Feline Kidney Stones – Know What to Look For

March 18, 2018 in Articles

I Love My Home

Why would a cat develop a problem with its kidneys? The most common cause of feline kidney stones is the dietary supplementation of isolated and synthetic nutrients, in particular, calcium and vitamin C. 

All living beings, including cats, were created to derive their nutrients from food.  Vitamins and minerals cannot be isolated, as they are co-dependent on many others for full and efficient absorption by the body.  Kidney stones, in fact, any problems related to the kidneys, are common in cats.

At best, these synthetic nutrients are excreted.  At worst, they cause internal problems, such as kidney stones.  All processed cat food will be supplemented by the manufacturer with additional nutrients, and most are very poor quality. The cheapest nutrients are the synthetic ones.  By feeding your cat a processed cat food, you are not only starving her of vital nutrients but may also be contributing to kidney stones and other kidney problems. Apart from the poor quality and the synthetic nutrients, the majority of processed cat foods contain harmful preservatives and additives despite the claims on the label.  So your cat is also probably experiencing a toxic overload, to add to her existing burden.

What Causes Feline Kidney Stones to Occur?

Feline kidney or urinary stones are formed when the urine becomes overly saturated with certain types of minerals. There are a number of different factors that can cause the oversaturation to occur. For example, your cat may experience changes in his pH level and certain minerals may become more concentrated in the urine, or certain stimulators and inhibitors may become present in the urine.
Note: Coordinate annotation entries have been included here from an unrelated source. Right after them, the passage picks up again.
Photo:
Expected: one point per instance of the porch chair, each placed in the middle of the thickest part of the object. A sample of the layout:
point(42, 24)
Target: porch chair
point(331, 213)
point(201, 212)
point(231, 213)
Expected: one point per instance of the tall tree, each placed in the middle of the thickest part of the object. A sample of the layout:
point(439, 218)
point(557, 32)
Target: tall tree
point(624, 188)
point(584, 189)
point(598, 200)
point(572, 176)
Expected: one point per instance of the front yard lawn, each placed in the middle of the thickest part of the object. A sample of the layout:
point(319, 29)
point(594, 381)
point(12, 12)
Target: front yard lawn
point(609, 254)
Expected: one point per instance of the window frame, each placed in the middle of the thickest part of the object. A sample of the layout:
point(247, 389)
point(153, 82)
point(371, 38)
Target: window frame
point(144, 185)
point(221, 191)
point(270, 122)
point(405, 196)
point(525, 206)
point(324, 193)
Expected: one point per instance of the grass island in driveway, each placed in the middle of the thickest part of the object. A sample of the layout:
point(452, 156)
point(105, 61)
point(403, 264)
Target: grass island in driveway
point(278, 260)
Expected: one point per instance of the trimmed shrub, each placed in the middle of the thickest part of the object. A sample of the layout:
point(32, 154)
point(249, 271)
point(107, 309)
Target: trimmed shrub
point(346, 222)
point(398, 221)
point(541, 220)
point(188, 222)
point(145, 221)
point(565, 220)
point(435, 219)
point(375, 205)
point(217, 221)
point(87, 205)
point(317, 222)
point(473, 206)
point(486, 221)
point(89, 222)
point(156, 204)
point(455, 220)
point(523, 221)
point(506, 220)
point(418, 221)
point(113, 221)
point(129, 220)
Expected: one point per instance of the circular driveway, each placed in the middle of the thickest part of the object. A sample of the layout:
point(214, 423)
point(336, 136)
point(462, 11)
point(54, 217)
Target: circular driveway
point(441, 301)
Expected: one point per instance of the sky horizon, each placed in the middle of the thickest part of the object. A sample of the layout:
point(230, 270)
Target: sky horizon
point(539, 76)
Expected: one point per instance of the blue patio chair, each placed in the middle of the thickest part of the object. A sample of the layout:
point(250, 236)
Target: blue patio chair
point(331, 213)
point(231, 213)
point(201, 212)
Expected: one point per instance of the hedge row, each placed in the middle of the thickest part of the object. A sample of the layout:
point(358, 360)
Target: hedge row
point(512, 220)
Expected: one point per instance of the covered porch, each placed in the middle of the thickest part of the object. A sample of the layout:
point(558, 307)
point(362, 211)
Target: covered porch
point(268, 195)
Some things that can cause these factors to develop include:

  • Genetics
  • Changes in diet
  • Changes in water intake
  • Certain metabolic diseases
  • Congenital problems
  • Bacterial infections

 

Symptoms of Kidney Stones

Symptoms of kidney stones in cats include frequent urination, often in small amounts, and often in unusual places. Your cat may begin to urinate outside of the litter box. Other symptoms include dribbling urine, and blood in the urine. Other symptoms include weakness, depression, loss of appetite, vomiting, and abdominal pain. In severe cases, your cat may not be able to eat at all. If your cat has kidney stones symptoms, you need to take your feline to the vet.  Kidney stones in cats is a serious medical condition that requires prompt medical treatment.

Diagnosis

If feline kidney stones are suspected, your vet will take x-rays. The stones will be white on the x-ray. Some stones don’t show up on x-rays and can only be seen by ultrasound. Your vet will look for stones elsewhere in the urinary tract as well. Your veterinarian will also examine your cat’s urine to determine if there is cystitis. Cystitis is a very common condition in pets with kidney stones.

My Personal Story:

About 10 years ago, one of my cats had developed kidney stones but I was not aware until the symptoms surfaced.  I did notice that he was very lethargic (at the time), had a loss of appetite, his ears were cold, and he would also cry, on and off. This went on for 2 days. Sylvester did not seem his usual self. So, I kept a close watch the entire day. (I was able to do this since I worked from home.)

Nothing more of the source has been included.